When I had Noah, I was sick continuously for 8 1/2 months. During that time, my body got really good at expelling whatever it didn't want in dramatic fashion. After that, my body's "go to" reflex is to puke whenever I get even the slightest bit "off". So this continuous dizziness has me hugging the toilet every time I bend over to pick up toys or roll over too fast in bed. For the record, I've taken about a billion pregnancy tests since anything that stays this sick for this long, in my opinion, has to be pregnant. They are all negative- including the one that my doctor made me take in her office before she would give me any meds since she didn't believe me that the 4 billion sticks I'd peed on were all negative.
So I'm plugging along, trying to live our normal life while we get used to this new phase where all the kids have somewhere to be all the time. We are trying to squeeze the most out of the last few days of summer by playing with the water hose whenever possible.

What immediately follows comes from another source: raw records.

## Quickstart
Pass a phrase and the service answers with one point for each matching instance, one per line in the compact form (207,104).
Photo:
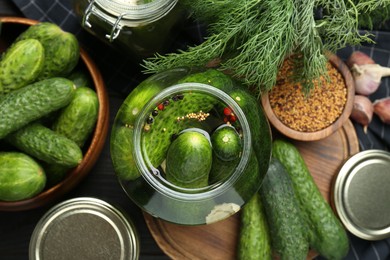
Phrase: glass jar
(190,146)
(138,27)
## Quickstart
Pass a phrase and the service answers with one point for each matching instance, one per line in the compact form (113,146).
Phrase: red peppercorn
(232,118)
(227,111)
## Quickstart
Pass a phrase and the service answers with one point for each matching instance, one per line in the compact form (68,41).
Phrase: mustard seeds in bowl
(312,112)
(313,115)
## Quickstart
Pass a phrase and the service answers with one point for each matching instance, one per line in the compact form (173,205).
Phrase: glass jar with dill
(140,28)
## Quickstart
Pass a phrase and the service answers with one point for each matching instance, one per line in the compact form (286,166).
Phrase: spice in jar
(308,112)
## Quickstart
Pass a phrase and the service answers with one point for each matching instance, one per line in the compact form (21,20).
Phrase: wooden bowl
(324,132)
(11,28)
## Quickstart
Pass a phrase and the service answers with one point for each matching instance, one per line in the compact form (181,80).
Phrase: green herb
(251,38)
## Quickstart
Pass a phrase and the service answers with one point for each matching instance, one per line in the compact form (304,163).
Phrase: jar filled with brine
(190,146)
(140,28)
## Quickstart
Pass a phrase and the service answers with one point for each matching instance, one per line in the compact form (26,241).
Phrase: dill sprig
(253,37)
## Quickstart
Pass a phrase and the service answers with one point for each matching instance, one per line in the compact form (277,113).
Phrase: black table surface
(16,227)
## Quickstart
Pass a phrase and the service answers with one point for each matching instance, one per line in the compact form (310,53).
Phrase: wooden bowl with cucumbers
(54,116)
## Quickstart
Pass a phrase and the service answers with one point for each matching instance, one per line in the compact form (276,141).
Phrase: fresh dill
(252,38)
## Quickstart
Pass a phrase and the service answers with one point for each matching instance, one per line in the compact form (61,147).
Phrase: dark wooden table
(16,227)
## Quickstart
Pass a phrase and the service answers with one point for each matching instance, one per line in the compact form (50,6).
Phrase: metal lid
(361,194)
(84,228)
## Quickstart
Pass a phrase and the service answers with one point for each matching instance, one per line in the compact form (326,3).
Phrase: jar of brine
(190,146)
(138,27)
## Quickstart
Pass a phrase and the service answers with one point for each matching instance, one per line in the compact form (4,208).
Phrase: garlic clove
(359,58)
(362,111)
(382,109)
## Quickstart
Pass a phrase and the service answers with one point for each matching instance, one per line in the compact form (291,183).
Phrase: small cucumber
(20,65)
(21,177)
(259,127)
(254,238)
(226,143)
(121,140)
(80,78)
(288,229)
(188,160)
(46,145)
(22,106)
(61,48)
(77,120)
(327,235)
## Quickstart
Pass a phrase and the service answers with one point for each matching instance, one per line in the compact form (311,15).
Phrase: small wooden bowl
(11,28)
(320,134)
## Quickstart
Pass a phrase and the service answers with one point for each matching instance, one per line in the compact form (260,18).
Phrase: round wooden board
(219,240)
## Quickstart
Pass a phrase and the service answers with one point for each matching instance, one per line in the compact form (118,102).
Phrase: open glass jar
(190,146)
(138,27)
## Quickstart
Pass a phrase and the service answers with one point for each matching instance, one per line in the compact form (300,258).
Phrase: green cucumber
(62,49)
(221,169)
(20,65)
(46,145)
(21,177)
(77,120)
(287,226)
(226,143)
(188,160)
(258,124)
(211,77)
(254,238)
(22,106)
(327,235)
(80,78)
(157,140)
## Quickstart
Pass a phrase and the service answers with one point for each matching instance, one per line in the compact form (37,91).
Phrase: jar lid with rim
(85,228)
(146,11)
(361,194)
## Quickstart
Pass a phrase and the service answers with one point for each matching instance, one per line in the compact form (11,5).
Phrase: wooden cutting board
(219,240)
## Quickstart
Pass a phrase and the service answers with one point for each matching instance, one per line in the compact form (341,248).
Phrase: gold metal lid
(361,194)
(84,228)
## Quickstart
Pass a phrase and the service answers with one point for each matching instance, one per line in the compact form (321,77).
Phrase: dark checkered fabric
(122,75)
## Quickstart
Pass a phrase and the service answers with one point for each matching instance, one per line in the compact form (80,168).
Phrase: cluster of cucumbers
(289,216)
(48,110)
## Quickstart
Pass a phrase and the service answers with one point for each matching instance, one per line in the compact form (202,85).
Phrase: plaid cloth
(122,75)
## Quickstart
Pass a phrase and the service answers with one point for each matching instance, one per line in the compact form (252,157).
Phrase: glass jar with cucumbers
(190,146)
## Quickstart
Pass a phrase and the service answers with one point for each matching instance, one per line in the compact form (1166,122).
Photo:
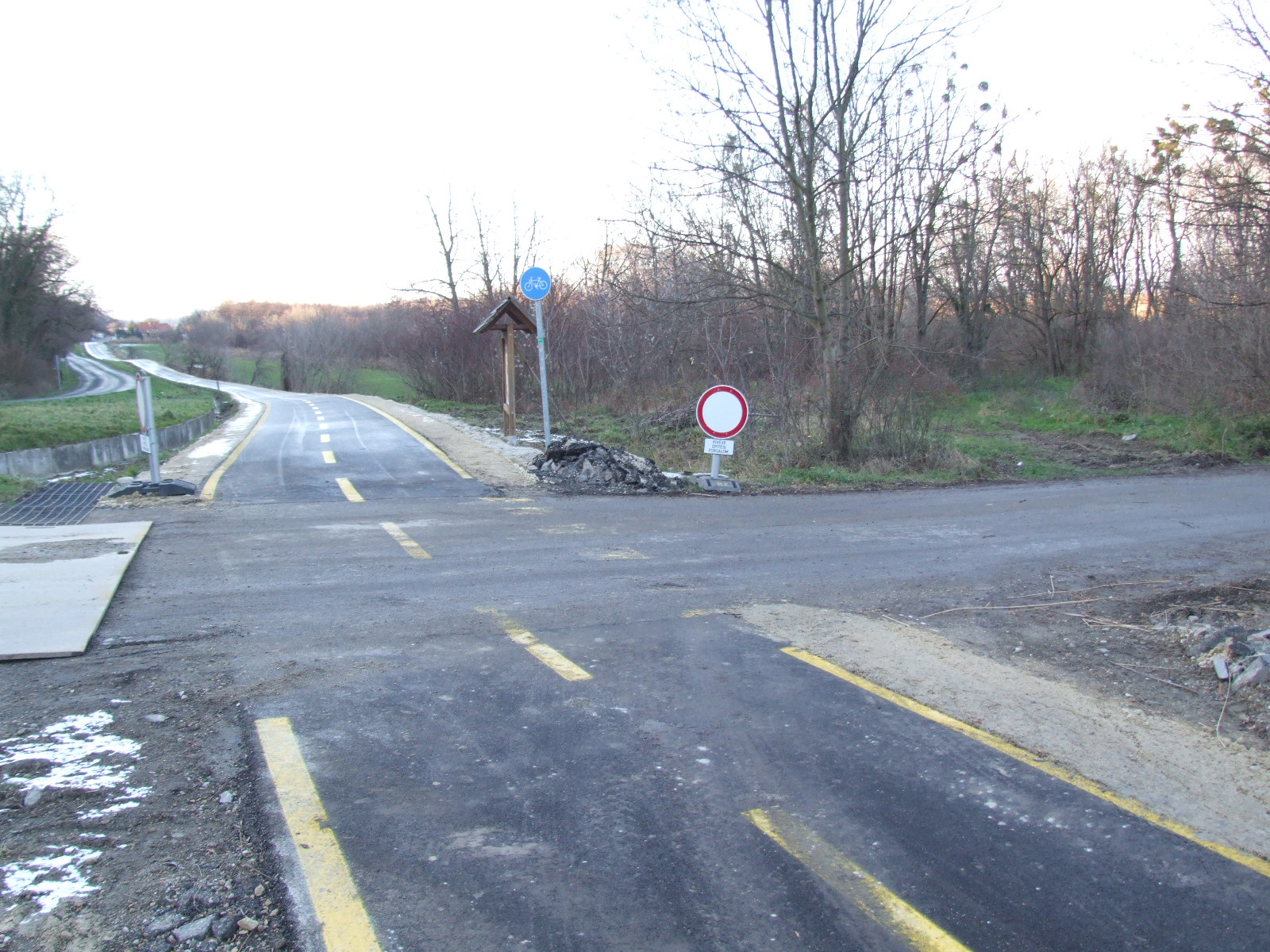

| Wielding the water hose gives Noah a power trip! |
And speaking of food at school... I'm about to defriend all the people I know on facebook who have posted pictures of their kids' lunches that include things like homemade hummus that they got up at 4am to make and cottage cheese with garden tomatoes that they picked out of their garden in the dark of the morning while the rest of the world is still asleep. Seriously. I puke a little in my mouth just thinking about it. My philosophy on school lunches is this: you get whatever is leftover from dinner the night before or a sandwich on bread that I bought on sale at the grocery store that probably has enriched flour in it. I have come up with this philosophy that if you give a kid enough preservatives that they will be preserved forever and I will get to keep them around till they are 640 years old. Not really, but I just know I'm never going to be that mom that has it together enough to send those kinds of lunches to school or have hours and hours of time to volunteer in the school library or other such good mom tasks.
For now, I think I'll just stick with spraying my kids in the butt with the water hose and playing another 40 rounds of Candy Land. In my book, that's way more fun that making homemade hummus any day!